Harry pulled back on the throttle in a last-ditch effort to ease his single-engine Cessna onto the razor-thin beach. His plane skidded, then tumbled end over end on the fine black sand, coming to a stop inches before the jungle’s edge.
Hours later he awoke, gingerly stepped from what remained of his only transportation off the island, and cast his eyes across an endless swath of surging waves.
Harry assessed his situation and figured that he had three choices. Choice one was to accept his fate, find what food or water he could, and live out his life on the island. A second option would be to construct various means of communicating his predicament to passing ships or low-enough flying commercial airlines that he knew had flight paths directly overhead.
A third option included options one and two, and would employ every bit of knowledge Had about boat construction, sailing, and navigation by the stars.
Which option would you have Harry choose?
Building Resiliency and Accountability in your Organization
A less resilient Harry would live a short, but hopefully contented life on his island. If presented with ideas for being saved, he’d respond, “Yes, but…” You probably know or have known your fair share of “Yes, but…” people. They can bring entire teams to their knees.
A resilient person assumes that any problem will have a solution. He or she won’t accept that “this is the way it has to be” or “we’ve always done it this way.” Resilient people are accountable, reliable, and responsive. They don’t wait for instructions, and they don’t make excuses.
You can accomplish almost anything with highly resilient people. Practice these ideas will to help build more resiliency in yourself and your company:
Watch your language, buster.
YOU, the leader of your company set the tone for the rest of the organization. Words are everything. Instead of “Yes, but…”, say “Yes, AND…”. Replace “Can we?” with “HOW can we?”
What’s normal and natural is never what’s possible.
Be like Captain Picard: if they say they’ll have it to you in two weeks, tell them you need it in one week. If I asked you to do as many pushups as possible, you’d stop at your “max.” If told you to do five more, you and I both know that you could. Assume that people can do more than they say, and they will. (This goes for you, too.)
Communicate by listening more.
Leaders tend to do most of the talking. Resist this urge, and listen at least 70%, and talk no more than 30%. Listen for signs of low resiliency (excuses, setting a low bar, excess complaints). Then, help to build resiliency by asking for more and pressing for solutions.
Remove “Yes, but…” people from all leadership/management positions.
As you listen to those in leadership or management positions, you’ll quickly discover which people drag down their departments because they lack resiliency. You can be assured that a low-resilient manager will have a low-resilient department.
Resiliency can be learned, but it can’t be learned if leaders and managers aren’t resilient. It begins with you, as the leader, believing that every problem has a solution and no person is incapable of far greater performance.

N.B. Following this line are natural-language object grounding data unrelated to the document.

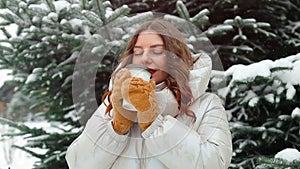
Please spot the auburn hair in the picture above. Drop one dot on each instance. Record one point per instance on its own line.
(179, 59)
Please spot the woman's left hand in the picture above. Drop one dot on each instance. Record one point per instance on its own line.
(141, 94)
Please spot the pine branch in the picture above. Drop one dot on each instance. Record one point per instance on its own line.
(26, 130)
(29, 151)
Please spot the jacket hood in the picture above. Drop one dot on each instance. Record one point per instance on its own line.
(200, 75)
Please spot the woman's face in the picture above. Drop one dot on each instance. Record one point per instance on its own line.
(149, 51)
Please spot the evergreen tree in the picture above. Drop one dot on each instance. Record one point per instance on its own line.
(59, 43)
(42, 55)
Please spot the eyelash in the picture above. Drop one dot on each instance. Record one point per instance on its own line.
(154, 52)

When people are more resilient, they are more productive and accountable
A natural consequence of resiliency is productivity and accountability. More resilient people are naturally more accountable because they don’t make excuses and they gain pleasure from solving problems. Getting things done creates a rush. They want more, and want to do more. As you build your resiliency muscles, you’ll naturally create a more productive, more accountable, and more functional organization.